From the moment the curtain rises and the ice-covered stage is filled with skaters travelling at break-neck speed, and performing the most amazing tricks, the audience realises that it is not just here to see an average ice show. Instead, it is about to witness something that can only be described as spectacular.
On a specially-created ice rink which utilises all the available space on the Congress Theatre’s sizeable stage, this magical fairy tale is brought to life by the extremely talented, Russian Ice Stars. They start to perform against a backdrop that depicts a library and it is through the clever use of a book, which is almost the entire width and height of the stage, that, as the pages are turned, new settings are created.
Veleria Vorobyeva plays the title character who, with the help of her Fairy Godmother Ekaterina Murugova, does go to the ball, as one would expect in this almost completely traditional version of the story. I say almost, as I don’t remember Prince Charming Valdis Mintals heading to Spain, Egypt and Russia to look for the owner of the “Glass ice skate”, but poetic licence is allowed when the resulting national dances are performed so well.
Of course, the show would not be the same without a pair of “ugly” stepsisters Viktoriya Shklover and Maria Mukhortova and the “wicked” stepmother who, in a stroke of casting genius, is played by Sergei Smirnov.

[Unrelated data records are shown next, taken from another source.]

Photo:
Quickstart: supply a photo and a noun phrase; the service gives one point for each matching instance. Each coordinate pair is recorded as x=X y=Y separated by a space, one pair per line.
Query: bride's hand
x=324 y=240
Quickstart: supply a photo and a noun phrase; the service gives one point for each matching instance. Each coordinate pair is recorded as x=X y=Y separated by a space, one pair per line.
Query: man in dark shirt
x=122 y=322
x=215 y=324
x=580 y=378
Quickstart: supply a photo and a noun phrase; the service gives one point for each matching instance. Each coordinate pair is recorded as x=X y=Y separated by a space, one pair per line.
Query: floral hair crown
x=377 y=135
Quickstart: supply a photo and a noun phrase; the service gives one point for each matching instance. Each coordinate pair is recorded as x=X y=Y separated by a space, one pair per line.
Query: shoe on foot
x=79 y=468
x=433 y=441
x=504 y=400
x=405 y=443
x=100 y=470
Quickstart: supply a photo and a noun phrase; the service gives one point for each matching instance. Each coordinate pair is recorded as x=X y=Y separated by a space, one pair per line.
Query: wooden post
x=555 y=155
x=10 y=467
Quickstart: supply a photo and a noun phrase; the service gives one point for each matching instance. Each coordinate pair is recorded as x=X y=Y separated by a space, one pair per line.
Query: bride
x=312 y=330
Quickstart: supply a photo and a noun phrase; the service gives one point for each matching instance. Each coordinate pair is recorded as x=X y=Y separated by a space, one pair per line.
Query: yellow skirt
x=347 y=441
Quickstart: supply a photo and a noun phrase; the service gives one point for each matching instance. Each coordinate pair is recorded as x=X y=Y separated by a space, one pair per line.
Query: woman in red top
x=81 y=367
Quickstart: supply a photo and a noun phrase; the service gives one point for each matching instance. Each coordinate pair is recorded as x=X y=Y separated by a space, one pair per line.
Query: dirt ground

He uses his additional height and strength to lift and spin the sisters whilst, at the same time, wearing the most elaborate dresses.
There are a couple of extra characters, who are not usually part of the tale, in the form of two court jesters Alexander Belokopytov and Ekaterina Belokopytova who not only provide some comedy antics on the ice, but also perform the most magnificent aerial ballets.
The thing that sticks out most with this company is that they are not constrained by the relatively small space available. Whether they are flying high above the ice, performing incredible tricks, or demonstrating amazing one-handed lifts, they give absolutely everything to ensure that the production is first rate. They even use a cleverly disguised trampoline to add extra height to their Russian split jumps and heart-stopping somersaults.
The recorded score for the piece is a selection of well known music by Tchaikovsky, Strauss and others, together with some less recognisable pieces. The soundtrack is, however, played just a little too loudly, but that seems to be mainly to cover the noise of the skates on the ice.
This show, if anything, is more than the sum of its parts. More impressive than most other ice shows, faster paced than most ballets, more exciting than some fairground rides and, as the audience demographic shows, appealing to all ages.